- Zgodnie z ustawą stary zarząd, w którym jestem ja jako starosta, może działać przez 3 miesiące od zatwierdzenia wyniku wyborów. Możemy działać do 15 lipca. Czekamy na moje odwieszenie i potem będziemy procedować wybory starosty. Lada dzień powinien być termin rozpatrzenia mojego zażalenia. Jak wiemy, wójt Gotfryd został odwieszony. Moja rola w tym legalnym przedsięwzięciu była iluzoryczna. To absurd, że zostałem pociągnięty do odpowiedzialności i aresztowany. Moje odwieszenie to kwestia czasu. Wtedy będą wybory starosty i zarządu powiatu - podkreśla starosta Łucarz.
Jednak nie wszystkim radnym powiatu tarnowskiego spodobał się pomysł odłożenia w czasie wyboru nowego zarządu. Radni Zbigniew Karciński oraz Marek Podraza przekonywali, że starosta powinien zostać wybrany już dziś, żeby nie komplikować życia mieszkańcom powiatu tarnowskiego. Jak przekonywali opozycyjni radni, ze względu na zawieszenie Romana Łucarza mieszkańcy muszą długo czekać na różne decyzje. Jednak wicestarosta Jacek Hudyma przekonuje, że to nie jest prawda i starostwo powiatowe w Tarnowie działa normalnie. Zarówno on, jak i dyrektorzy wydziałów mają kompetencje do podejmowania decyzji.
PiS ma 20 radnych w 29-osobowej radzie powiatu tarnowskiego.

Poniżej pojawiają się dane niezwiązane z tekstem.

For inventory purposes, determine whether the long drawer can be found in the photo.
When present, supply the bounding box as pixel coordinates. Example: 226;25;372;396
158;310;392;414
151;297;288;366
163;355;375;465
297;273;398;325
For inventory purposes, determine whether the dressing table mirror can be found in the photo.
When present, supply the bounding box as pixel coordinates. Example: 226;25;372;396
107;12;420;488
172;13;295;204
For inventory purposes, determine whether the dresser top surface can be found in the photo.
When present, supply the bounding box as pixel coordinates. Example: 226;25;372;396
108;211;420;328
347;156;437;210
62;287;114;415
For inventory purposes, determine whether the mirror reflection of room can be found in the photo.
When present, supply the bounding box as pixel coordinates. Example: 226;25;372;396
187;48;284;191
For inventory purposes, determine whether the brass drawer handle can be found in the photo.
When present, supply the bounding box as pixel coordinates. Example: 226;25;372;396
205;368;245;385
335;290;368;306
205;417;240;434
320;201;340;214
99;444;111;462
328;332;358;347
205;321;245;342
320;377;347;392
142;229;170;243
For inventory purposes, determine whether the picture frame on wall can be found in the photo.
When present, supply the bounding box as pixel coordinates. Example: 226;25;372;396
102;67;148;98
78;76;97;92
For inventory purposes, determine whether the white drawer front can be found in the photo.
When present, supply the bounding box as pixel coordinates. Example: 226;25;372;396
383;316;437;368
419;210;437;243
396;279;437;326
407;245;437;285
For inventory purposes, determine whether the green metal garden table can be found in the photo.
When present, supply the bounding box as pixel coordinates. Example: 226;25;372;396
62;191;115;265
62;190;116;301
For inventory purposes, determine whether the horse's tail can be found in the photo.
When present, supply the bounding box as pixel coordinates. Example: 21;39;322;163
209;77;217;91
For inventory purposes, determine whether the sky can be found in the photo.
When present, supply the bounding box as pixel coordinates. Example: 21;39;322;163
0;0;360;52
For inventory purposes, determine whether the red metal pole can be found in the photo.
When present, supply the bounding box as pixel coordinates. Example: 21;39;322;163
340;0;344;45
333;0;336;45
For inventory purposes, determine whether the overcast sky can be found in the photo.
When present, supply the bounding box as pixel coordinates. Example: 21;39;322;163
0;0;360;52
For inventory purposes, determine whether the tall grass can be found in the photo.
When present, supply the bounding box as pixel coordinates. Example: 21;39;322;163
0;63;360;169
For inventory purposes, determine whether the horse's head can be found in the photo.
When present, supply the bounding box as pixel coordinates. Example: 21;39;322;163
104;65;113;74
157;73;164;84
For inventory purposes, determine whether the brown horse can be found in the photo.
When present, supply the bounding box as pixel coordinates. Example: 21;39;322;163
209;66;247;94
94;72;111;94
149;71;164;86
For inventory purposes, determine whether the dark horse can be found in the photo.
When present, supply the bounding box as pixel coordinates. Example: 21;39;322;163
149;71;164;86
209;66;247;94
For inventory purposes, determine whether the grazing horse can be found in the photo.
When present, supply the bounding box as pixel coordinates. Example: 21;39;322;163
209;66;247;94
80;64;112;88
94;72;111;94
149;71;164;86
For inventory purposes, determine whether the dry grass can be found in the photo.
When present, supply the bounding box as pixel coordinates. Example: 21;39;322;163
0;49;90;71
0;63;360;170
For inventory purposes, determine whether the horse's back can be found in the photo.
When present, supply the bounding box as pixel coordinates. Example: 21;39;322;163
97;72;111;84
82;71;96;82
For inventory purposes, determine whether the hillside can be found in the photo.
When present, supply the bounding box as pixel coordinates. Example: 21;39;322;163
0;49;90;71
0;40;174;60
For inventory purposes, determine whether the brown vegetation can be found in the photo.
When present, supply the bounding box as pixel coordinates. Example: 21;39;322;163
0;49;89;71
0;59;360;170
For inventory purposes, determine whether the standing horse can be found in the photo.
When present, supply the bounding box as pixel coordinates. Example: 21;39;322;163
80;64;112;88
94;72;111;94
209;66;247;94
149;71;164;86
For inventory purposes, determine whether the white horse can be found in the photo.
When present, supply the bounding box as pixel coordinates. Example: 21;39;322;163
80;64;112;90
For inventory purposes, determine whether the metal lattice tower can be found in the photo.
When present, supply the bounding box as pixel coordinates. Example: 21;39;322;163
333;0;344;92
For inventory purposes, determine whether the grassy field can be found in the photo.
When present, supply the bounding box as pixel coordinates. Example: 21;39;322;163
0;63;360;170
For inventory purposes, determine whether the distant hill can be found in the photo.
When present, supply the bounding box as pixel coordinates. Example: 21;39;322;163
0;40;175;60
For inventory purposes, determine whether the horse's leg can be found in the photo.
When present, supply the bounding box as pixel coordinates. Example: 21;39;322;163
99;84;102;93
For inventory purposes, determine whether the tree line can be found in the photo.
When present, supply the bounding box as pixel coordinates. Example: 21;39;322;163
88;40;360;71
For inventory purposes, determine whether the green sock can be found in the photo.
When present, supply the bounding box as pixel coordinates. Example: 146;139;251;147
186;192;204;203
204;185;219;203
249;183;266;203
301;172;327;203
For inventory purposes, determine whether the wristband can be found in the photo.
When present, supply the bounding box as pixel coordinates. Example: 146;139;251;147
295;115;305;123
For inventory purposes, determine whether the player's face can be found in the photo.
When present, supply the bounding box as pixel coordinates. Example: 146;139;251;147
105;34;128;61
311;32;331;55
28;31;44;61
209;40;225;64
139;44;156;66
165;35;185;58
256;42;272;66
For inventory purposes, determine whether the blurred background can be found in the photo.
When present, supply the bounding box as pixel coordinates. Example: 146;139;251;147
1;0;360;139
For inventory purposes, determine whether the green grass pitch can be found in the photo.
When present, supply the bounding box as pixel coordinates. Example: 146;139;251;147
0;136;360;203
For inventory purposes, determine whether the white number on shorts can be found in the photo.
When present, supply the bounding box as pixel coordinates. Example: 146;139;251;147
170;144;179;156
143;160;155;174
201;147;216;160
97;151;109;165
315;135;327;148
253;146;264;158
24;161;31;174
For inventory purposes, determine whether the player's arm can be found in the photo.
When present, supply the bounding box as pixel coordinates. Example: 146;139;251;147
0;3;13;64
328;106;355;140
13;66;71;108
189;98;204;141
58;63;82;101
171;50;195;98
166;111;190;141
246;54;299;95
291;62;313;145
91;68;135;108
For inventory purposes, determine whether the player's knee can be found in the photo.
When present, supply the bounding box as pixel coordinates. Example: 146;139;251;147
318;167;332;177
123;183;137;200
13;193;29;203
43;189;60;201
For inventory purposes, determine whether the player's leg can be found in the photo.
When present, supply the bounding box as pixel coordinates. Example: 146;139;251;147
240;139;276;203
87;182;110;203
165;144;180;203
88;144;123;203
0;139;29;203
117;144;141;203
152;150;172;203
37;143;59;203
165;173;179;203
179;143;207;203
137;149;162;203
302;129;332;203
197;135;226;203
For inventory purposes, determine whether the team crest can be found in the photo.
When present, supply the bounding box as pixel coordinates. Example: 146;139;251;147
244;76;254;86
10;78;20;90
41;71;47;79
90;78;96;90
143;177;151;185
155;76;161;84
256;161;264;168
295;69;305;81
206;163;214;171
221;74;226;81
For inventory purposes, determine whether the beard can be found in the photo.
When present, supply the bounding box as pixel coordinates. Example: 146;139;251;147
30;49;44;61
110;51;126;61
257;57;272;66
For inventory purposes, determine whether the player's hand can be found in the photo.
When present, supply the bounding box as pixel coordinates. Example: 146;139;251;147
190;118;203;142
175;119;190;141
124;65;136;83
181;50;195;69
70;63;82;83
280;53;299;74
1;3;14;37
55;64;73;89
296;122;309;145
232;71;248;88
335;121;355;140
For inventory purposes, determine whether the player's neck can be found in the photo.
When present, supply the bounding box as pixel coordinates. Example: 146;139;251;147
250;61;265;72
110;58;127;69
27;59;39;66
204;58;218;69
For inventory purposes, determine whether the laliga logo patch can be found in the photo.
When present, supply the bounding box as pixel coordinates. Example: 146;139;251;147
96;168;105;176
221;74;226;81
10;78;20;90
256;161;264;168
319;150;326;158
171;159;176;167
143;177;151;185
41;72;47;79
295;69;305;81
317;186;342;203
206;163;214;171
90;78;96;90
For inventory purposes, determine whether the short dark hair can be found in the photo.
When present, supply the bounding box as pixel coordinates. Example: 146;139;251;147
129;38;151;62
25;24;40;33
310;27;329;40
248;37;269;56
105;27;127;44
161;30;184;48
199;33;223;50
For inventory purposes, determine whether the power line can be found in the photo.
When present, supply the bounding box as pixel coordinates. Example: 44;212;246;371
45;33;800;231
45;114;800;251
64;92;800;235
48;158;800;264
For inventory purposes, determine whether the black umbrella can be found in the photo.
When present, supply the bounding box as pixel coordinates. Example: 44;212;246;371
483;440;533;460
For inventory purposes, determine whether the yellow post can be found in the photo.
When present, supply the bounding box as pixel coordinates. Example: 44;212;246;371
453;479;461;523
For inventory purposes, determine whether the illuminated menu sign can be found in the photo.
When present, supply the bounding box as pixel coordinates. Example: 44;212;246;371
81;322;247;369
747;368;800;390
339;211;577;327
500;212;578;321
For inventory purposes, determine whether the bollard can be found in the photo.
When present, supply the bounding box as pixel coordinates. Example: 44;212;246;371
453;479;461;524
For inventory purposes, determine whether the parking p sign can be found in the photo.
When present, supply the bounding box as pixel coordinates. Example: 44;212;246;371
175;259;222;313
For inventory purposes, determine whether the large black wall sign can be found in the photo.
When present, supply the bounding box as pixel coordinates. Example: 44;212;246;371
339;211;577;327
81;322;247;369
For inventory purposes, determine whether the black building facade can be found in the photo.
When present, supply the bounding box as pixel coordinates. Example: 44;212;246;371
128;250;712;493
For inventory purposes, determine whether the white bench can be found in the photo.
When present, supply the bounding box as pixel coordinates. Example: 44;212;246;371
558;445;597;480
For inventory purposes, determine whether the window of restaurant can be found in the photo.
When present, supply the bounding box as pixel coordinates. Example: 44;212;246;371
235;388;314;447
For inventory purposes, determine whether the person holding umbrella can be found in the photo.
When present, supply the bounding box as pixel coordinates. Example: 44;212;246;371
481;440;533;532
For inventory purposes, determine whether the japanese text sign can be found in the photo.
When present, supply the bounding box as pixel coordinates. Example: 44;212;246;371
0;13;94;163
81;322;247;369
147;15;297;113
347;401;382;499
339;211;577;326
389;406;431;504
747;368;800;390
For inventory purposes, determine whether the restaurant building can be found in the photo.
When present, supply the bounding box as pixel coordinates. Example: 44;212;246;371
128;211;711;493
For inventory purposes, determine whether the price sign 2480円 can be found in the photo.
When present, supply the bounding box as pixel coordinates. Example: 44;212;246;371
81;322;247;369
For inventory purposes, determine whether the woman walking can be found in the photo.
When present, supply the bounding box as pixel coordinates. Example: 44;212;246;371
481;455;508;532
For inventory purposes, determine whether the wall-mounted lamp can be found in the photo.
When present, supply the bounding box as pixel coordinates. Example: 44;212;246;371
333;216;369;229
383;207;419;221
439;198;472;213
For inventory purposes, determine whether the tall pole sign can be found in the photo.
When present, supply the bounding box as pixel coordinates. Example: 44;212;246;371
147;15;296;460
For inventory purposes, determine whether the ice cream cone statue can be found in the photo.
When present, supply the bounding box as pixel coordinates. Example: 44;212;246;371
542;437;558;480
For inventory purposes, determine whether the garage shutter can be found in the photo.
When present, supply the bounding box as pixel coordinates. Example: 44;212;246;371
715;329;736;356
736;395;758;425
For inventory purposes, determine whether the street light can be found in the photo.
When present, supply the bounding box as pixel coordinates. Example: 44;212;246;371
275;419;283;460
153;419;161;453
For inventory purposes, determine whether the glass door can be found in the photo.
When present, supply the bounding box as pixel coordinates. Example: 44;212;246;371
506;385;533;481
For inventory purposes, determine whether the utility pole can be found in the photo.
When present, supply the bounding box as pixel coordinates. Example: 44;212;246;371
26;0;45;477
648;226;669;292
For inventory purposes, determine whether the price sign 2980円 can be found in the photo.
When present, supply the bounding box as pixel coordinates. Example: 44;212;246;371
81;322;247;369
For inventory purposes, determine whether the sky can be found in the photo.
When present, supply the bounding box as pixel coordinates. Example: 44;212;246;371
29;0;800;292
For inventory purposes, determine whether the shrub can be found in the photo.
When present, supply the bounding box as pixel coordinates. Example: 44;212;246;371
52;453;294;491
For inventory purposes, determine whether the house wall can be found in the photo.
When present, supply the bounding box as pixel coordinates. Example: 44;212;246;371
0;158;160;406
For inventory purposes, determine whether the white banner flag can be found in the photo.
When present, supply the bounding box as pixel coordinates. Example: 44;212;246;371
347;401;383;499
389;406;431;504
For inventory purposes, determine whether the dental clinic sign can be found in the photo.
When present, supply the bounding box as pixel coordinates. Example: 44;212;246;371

Natomiast podczas wtorkowej pierwszej sesji rady powiatu tarnowskiego na kolejną kadencję w roli przewodniczącego rady 23 głosami za został wybrany Paweł Smoleń. 6 radnych wstrzymało się od głosu.
Wiceprzewodniczącymi zostały Ewa Kubisztal oraz Irena Kusion. To oznacza, że w prezydium Rady Powiatu Tarnowskiego zasiedli wyłącznie przedstawiciele Prawa i Sprawiedliwości.
Podobnie przewodniczącymi poszczególnych komisji zostali wyłącznie radni PiS mimo zgłoszeń także ze strony opozycji.